Ever since the start of the year, the top priority for us at APIMatic was to improve the packaging of our products and features. We launched the Developer Experience Portal, added package publishing capabilities to our eco-system, added curl commands to our console, revamped our Developer Portal to optimize loading speeds and so on.
With our new products and offerings, we needed new APIs to allow our users more points of access. This gave us a perfect opportunity to revamp our existing APIs as well, which were developed for internal use only and were never designed to have the perfect structure, naming or performance. However when duty called
we rose up to the occasion and revamped our entire infrastructure to make the perfect little REST APIs.
Goals
Developer Experience is the most important metric to measure the quality of an API. For us at APIMatic it is the rule of law, it’s the word of god, it’s everything. We have always preached the idea of well-designed APIs that are super easy to use and make the life of developers easy. An API is not a random chunk of code, it’s an interface, and like any interface, you need to make sure that the experience you’re providing is as smooth and seamless as possible because that is what developers are looking for.

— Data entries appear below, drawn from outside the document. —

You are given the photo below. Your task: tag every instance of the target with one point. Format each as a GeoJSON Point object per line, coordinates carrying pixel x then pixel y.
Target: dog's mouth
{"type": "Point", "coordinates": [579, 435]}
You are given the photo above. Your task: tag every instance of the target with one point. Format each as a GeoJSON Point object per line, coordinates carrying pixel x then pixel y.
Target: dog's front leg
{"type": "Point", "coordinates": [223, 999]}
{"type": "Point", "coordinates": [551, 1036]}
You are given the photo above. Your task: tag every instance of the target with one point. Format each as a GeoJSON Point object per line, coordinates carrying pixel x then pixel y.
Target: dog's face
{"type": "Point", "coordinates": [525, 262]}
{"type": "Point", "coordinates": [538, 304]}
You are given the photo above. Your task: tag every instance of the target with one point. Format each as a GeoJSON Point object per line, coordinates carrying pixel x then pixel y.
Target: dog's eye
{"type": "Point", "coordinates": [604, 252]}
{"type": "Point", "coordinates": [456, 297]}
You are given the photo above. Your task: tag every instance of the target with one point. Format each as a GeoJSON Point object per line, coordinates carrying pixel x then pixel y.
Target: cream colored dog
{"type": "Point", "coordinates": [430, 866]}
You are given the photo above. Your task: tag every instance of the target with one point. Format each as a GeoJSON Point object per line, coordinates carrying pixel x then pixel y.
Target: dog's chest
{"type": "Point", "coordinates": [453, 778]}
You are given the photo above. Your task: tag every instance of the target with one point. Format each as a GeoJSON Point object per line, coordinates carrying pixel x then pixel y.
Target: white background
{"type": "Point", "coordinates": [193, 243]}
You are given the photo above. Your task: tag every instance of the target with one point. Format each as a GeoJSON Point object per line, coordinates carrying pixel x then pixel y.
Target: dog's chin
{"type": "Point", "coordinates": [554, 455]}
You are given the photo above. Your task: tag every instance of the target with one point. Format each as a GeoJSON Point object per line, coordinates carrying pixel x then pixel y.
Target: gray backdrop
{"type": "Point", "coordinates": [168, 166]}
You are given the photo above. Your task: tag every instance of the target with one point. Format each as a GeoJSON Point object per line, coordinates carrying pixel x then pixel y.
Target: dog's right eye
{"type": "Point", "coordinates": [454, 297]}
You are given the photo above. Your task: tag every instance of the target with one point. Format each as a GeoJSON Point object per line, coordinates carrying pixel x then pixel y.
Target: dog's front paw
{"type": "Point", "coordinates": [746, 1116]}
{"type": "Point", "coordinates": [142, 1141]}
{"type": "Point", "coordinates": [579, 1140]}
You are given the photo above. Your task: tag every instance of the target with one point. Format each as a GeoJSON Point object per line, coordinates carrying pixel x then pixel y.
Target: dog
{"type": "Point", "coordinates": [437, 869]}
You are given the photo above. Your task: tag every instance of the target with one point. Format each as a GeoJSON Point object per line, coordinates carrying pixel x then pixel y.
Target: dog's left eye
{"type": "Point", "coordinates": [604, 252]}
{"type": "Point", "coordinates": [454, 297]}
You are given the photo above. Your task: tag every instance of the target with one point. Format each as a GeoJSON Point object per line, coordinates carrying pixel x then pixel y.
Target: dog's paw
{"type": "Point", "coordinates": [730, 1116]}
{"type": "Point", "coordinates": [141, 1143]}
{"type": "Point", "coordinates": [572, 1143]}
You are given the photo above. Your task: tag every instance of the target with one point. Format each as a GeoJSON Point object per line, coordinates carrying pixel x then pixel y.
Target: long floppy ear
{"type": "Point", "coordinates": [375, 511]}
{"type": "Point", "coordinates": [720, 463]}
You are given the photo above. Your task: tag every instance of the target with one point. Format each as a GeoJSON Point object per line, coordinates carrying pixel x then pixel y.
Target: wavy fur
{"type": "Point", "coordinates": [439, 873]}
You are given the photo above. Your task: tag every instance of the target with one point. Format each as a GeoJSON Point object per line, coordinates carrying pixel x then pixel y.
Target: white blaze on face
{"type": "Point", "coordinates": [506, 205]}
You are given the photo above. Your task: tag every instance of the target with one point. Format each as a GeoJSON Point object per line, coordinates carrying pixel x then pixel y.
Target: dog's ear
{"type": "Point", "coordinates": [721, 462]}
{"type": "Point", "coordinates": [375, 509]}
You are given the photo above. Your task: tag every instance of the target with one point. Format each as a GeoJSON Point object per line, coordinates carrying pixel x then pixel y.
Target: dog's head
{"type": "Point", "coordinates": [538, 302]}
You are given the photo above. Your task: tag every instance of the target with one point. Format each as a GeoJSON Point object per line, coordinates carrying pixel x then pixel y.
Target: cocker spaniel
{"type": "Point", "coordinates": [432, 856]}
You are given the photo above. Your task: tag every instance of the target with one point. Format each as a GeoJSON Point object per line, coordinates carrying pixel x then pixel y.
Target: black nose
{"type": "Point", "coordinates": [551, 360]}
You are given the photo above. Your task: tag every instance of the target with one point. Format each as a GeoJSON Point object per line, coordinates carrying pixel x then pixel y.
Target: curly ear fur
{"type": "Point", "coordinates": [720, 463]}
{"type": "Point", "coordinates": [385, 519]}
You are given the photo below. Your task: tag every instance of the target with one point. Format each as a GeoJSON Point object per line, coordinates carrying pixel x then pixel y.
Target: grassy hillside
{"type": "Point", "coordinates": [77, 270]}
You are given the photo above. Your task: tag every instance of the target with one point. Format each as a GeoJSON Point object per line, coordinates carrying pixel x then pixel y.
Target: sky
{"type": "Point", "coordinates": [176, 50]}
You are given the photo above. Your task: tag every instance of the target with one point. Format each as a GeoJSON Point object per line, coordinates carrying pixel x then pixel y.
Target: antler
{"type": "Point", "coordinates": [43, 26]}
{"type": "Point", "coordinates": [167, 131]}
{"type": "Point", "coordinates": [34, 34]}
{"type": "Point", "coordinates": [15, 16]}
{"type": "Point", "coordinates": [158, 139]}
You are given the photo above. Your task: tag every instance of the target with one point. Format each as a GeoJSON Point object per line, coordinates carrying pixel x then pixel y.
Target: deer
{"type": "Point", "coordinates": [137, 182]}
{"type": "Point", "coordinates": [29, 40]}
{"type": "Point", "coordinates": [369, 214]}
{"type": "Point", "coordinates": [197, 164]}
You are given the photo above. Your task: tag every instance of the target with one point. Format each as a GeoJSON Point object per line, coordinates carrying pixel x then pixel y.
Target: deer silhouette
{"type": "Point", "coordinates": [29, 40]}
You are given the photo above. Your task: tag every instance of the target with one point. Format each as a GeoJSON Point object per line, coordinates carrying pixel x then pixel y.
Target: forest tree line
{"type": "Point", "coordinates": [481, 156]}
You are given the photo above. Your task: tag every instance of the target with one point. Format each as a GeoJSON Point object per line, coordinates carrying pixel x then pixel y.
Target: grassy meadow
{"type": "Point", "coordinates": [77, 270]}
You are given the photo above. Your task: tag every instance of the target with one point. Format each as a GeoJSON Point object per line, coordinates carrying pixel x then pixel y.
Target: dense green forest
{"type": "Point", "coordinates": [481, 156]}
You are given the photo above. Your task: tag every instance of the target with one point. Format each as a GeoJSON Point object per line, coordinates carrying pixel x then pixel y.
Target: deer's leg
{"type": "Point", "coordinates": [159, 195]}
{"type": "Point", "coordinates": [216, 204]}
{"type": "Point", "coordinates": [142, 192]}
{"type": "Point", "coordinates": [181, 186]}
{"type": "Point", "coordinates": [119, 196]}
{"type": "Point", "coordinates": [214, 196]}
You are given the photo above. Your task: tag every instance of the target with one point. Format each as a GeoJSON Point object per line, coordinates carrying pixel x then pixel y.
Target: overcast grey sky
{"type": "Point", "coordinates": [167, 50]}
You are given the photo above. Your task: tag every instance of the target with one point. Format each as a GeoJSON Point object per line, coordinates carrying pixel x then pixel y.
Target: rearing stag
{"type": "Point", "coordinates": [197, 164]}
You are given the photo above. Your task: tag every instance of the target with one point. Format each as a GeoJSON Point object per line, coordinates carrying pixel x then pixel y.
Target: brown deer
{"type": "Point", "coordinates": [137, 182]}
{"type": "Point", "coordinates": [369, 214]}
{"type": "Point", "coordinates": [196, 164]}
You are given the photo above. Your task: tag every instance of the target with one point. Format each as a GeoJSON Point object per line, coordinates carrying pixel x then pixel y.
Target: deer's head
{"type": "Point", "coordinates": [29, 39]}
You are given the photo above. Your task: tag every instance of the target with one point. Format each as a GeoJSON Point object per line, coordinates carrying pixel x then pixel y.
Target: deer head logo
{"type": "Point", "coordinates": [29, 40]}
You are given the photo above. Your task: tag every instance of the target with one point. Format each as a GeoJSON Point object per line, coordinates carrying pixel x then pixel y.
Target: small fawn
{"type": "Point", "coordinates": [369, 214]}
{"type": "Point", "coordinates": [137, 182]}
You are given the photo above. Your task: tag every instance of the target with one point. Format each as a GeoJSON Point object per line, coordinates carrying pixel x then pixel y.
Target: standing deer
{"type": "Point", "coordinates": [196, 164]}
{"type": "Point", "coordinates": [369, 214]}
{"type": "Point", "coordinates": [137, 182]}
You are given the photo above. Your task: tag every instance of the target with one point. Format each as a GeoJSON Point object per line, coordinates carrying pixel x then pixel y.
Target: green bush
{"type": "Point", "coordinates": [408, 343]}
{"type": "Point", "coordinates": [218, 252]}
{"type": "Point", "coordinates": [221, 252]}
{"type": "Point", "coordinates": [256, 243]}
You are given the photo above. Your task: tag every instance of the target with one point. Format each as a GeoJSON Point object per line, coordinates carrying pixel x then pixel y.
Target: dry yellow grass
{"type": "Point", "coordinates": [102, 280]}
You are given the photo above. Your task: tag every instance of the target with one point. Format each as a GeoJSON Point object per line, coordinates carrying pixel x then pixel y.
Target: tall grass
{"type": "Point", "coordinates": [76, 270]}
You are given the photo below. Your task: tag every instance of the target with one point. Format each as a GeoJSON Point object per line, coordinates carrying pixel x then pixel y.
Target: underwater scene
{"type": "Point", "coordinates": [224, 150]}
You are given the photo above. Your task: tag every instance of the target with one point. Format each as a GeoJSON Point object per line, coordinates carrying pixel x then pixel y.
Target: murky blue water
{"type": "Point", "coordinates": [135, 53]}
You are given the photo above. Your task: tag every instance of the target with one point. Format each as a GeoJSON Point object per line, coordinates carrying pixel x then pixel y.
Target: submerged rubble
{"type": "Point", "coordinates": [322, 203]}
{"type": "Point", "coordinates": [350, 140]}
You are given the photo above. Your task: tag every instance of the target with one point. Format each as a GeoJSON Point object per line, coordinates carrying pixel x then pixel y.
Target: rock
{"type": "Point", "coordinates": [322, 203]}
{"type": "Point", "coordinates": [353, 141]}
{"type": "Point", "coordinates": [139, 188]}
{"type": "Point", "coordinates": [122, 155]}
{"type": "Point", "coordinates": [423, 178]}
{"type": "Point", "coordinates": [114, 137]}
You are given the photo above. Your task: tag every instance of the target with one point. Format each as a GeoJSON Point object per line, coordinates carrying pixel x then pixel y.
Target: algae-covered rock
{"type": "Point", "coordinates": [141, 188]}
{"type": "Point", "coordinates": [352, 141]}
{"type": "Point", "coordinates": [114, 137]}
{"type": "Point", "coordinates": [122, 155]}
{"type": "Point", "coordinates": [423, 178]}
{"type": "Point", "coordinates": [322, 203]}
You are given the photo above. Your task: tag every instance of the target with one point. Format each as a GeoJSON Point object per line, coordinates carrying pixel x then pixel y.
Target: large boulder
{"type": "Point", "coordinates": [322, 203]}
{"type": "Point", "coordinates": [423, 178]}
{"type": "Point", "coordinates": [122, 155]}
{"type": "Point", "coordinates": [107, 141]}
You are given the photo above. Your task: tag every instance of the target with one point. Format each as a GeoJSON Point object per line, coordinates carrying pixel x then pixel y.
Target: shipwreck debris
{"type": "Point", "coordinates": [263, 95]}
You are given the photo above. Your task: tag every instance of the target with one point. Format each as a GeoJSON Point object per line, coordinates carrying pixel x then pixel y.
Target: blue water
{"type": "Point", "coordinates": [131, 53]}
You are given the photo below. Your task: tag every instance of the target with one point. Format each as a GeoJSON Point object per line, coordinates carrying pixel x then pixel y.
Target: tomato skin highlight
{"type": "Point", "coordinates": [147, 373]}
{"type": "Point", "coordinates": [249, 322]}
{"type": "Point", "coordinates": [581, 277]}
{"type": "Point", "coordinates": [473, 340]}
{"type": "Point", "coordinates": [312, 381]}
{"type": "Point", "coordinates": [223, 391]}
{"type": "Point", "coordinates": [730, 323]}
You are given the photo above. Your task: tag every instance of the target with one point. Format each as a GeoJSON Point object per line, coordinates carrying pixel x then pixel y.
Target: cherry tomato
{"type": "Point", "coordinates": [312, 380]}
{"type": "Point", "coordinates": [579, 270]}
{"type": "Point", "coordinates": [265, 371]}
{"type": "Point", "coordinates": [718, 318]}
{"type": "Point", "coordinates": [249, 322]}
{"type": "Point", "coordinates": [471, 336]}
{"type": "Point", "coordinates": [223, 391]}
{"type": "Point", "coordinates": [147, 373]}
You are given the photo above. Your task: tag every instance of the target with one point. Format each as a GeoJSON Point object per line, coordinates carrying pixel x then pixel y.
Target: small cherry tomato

With developer experience as the goal post, the direction we took for implementing our new APIs was very clear. Let’s briefly look at the fundamental concepts that were under consideration throughout the development cycle:
Stable and even more importantly Scalable APIs.
Making our APIs truly RESTFUL by adhering to the constraints of REST as much as possible.
Ensure backward compatibility for our public APIs.
Focusing on simplicity, extensibility, reliability, and performance.
Sticking to popular standards to create uniformity in the code.
Prioritize naming and making it consistent across the application.
Improving the readability and structuring of the code to optimize it for incremental upgrades in the future.
Creating the APIs to be easily testable and then writing Unit Tests for them.
The Richardson Maturity Model
The Richardson Maturity Model is a great way to grade your API according to the constraints of REST. The better your API adheres to these constraints, the higher its score is. The Richardson Maturity Model knows 4 levels (0–3), where level 3 designates a truly RESTful API.